Farley contends that since Mary Beth Jackson took over as Okaloosa County School District superintendent, the procedures through which complaints are conducted and reviewed has changed.

“Prior superintendents, all inquiries, incident clarifications, investigations went to the superintendent,” Farley alleged in a document he handed out last week at a hearing to appeal his suspension.

“Under the Mary Beth Jackson administration, changes occurred in 2014, ’15 and ’16,” Farley alleged. “The changes in regards to sending inquiries, clarifications and investigations to assistant superintendent were not in compliance with school board policy 06-28.”

The practice of having investigative findings judged by Assistant Superintendent of Human Resources Stacie Smith, rather than Jackson herself, violates the policy, Farley said. He alleges some of the 19 investigations he pinpointed between 2014 and the present were compromised by school district leadership.

One of those cases is the 2016 investigation Farley conducted into a case involving Kenwood Elementary special education instructor Marlynn Stillions.

That investigation, in which Farley confirmed a special needs child had been physically mistreated, gathered dust in the Human Resources department for a year before it was uncovered by Eddie Perillo, the father of one of the alleged victims.

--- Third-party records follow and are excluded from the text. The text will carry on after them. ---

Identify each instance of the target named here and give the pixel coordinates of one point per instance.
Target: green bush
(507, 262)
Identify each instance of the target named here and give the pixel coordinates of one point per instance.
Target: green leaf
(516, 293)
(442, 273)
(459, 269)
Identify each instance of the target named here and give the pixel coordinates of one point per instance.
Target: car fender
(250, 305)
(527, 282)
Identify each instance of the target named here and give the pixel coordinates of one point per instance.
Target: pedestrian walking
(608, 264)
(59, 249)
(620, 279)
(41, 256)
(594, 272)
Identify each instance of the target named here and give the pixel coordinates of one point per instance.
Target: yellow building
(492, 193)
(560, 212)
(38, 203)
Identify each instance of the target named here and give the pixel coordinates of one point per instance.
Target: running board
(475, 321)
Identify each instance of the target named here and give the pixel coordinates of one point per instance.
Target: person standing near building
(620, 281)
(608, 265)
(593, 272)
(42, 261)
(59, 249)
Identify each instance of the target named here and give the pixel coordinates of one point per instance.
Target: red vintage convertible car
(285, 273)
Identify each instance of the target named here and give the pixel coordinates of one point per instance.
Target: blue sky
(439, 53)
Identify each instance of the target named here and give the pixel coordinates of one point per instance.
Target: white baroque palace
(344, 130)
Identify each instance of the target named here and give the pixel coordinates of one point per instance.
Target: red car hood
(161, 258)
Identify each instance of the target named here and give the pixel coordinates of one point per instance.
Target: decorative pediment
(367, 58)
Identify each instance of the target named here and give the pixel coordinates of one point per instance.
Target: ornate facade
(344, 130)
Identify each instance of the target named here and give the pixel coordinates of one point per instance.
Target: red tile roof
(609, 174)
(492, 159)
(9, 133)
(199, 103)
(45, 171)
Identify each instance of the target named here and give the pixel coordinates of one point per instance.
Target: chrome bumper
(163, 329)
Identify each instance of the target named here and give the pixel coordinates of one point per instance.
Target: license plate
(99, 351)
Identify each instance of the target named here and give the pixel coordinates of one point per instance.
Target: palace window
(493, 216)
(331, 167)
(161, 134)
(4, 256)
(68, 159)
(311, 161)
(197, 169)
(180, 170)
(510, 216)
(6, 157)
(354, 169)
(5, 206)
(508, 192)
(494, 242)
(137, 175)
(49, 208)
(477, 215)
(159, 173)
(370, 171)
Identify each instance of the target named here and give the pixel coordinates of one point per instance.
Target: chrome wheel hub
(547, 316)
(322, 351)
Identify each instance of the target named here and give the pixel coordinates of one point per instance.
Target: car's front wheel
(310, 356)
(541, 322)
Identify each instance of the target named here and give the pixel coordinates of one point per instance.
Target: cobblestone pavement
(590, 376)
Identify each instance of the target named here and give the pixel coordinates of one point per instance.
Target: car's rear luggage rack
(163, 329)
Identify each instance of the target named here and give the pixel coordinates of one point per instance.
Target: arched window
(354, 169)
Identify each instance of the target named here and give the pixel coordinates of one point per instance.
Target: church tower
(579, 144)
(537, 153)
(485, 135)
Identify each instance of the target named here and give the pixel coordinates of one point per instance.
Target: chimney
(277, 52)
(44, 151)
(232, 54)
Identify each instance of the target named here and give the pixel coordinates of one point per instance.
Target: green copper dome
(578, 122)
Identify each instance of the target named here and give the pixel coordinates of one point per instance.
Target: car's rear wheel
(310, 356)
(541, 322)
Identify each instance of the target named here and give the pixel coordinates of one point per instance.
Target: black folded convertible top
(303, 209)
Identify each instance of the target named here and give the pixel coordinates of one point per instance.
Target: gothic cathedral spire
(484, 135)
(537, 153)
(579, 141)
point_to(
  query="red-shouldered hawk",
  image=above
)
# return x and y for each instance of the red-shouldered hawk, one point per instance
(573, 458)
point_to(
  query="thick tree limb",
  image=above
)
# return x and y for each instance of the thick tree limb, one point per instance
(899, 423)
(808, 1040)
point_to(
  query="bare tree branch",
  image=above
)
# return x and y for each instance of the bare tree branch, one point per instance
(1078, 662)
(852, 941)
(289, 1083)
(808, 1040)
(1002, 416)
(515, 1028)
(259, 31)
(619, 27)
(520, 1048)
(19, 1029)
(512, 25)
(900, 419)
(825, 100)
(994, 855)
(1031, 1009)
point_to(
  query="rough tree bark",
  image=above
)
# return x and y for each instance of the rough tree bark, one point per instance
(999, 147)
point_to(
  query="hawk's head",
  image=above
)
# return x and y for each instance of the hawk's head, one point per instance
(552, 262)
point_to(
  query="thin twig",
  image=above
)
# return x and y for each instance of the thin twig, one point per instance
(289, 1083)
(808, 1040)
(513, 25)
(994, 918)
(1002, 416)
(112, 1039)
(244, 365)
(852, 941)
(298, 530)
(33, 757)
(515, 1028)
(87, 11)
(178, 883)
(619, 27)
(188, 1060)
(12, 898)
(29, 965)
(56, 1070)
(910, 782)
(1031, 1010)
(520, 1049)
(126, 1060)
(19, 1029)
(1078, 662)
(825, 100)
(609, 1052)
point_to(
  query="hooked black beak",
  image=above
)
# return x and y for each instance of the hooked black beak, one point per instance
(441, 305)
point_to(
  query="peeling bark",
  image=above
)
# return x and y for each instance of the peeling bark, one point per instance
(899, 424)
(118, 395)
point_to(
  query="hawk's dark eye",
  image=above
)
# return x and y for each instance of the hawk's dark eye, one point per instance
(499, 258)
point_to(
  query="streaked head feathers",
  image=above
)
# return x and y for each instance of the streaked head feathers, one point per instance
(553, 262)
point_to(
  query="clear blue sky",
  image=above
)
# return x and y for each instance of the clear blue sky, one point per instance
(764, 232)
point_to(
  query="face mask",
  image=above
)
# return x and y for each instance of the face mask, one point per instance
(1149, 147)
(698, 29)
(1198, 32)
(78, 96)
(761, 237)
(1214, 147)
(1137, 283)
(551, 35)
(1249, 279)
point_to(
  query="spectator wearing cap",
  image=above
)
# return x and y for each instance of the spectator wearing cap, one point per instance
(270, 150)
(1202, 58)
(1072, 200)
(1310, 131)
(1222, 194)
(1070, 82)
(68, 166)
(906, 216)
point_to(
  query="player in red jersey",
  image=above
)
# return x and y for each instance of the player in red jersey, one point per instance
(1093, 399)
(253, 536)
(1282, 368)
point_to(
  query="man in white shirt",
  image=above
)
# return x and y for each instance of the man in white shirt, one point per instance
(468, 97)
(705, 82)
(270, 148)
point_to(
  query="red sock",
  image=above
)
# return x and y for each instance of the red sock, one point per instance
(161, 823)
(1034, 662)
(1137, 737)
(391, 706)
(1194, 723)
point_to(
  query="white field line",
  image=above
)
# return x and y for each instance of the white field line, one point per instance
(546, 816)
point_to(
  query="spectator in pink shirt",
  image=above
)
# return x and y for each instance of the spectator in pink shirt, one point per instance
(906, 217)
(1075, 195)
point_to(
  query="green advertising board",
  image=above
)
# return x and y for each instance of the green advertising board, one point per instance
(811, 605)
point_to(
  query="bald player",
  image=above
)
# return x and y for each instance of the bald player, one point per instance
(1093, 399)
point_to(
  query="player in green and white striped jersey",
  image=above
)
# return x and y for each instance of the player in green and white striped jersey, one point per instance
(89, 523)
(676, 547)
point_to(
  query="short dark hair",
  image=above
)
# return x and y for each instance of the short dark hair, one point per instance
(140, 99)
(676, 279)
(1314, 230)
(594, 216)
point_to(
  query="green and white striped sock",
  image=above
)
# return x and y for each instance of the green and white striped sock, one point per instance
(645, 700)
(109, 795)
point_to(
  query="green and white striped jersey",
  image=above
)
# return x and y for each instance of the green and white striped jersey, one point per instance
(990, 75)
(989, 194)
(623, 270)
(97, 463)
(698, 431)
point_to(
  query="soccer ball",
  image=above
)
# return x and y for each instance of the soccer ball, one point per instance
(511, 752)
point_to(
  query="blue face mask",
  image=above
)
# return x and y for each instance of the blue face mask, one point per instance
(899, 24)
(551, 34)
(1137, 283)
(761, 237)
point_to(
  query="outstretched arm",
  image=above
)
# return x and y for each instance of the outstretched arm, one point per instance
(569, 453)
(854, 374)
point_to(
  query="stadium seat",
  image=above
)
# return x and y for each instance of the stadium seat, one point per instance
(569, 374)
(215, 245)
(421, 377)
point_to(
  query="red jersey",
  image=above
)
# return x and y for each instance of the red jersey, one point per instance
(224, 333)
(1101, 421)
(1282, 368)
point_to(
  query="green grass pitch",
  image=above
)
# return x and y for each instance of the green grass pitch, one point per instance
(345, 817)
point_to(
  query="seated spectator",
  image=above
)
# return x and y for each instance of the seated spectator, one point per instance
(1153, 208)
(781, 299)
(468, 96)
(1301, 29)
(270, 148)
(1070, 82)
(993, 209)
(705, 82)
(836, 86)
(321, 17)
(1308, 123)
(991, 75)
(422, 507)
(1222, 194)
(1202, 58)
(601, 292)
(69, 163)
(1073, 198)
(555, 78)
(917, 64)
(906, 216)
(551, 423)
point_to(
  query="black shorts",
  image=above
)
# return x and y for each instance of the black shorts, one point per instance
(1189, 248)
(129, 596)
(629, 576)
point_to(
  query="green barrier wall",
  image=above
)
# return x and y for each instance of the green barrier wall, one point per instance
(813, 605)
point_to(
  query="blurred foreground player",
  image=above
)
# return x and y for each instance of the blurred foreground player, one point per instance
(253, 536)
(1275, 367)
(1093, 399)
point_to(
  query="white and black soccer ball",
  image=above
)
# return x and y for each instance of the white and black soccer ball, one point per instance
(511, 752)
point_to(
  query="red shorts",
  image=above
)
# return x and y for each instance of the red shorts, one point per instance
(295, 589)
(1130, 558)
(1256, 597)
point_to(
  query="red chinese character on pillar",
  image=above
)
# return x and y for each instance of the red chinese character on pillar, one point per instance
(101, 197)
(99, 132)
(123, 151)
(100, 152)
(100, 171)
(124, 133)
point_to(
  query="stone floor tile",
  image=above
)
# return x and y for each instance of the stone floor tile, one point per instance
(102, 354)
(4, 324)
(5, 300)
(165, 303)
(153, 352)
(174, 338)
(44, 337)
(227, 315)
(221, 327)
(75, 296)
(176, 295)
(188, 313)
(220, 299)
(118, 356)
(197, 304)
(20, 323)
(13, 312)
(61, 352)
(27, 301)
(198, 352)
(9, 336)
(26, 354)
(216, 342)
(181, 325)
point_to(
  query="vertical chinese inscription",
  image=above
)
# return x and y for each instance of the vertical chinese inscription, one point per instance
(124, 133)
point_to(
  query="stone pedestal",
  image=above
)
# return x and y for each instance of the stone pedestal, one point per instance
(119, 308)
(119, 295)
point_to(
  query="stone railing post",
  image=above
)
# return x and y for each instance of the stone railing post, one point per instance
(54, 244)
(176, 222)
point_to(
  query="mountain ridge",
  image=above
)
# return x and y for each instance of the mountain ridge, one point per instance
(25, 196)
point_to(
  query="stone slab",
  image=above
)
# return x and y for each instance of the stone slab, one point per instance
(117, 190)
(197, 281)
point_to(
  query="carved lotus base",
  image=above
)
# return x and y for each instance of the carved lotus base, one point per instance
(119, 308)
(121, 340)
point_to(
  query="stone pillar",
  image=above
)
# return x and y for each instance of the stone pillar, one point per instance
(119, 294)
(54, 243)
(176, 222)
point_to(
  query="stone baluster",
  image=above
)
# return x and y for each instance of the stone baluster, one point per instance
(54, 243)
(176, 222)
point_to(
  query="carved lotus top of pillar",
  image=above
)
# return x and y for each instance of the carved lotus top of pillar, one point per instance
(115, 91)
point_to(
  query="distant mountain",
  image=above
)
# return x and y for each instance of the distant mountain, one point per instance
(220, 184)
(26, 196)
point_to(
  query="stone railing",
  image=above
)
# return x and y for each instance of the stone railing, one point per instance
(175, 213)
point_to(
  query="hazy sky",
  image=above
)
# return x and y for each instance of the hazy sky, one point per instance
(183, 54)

Subsequent law enforcement investigation led to Stillions being arrested on four counts of felony child abuse without great bodily harm.

Farley and former Kenwood principal Angelyn Vaughan have been charged with multiple felony counts for failing to report child abuse. The State Attorney’s Office is continuing an investigation into the school district that began following the uncovering of the Stillions case.

It is Farley’s stance that he did his job as an investigator but was left culpable by his bosses’ failure to act on his findings in the Stillions case.

Discussion following Destin’s motion to move forward with an audit included questions about which state entity might conduct such an audit. Board Attorney Jeff McInnis was instructed to make inquiries with the Florida Department of Education or perhaps the Florida Department of Law Enforcement.

McInnis also made it clear he would consult with the State Attorney’s Office to make sure a school district audit wouldn’t impede that agency’s ongoing criminal investigation.

When asked how many of the school district investigations the State Attorney’s Office had requested access to as part of its investigation, Smith told the School Board, “they pulled all of the investigations we’ve ever done.”

Smith later clarified to say the State Attorney’s Office had pulled every report Farley had done.

Following the vote to pass Destin’s motion, board member Rodney Walker motioned to have all formal complaints filed against the school district be forwarded to the Florida Department of Education for review.

Earley recently filed a formal complaint against Jackson that alleges she had violated nearly 20 state statutes or school policies. “The heart” of the complaint, Earley states in the body of the document, involves the school district having allowed three of its employees to continue working despite investigative confirmation that all three had seriously violated school district policies.

The school district career of one of the employees Earley specifically named in his complaint was ended Monday night.

Smith confirmed after the meeting that Stephen Hall, a custodian at Choctawhatchee High School accused of sexual harassment by women at three district schools where he worked, was one of two employees terminated by unanimous vote during the meeting.

The second was a lunchroom monitor at Kenwood Elementary. The circumstances surrounding her firing were not made clear.

Menchel has also filed a formal complaint against the district. He questions the way the district has conducted two recent investigations.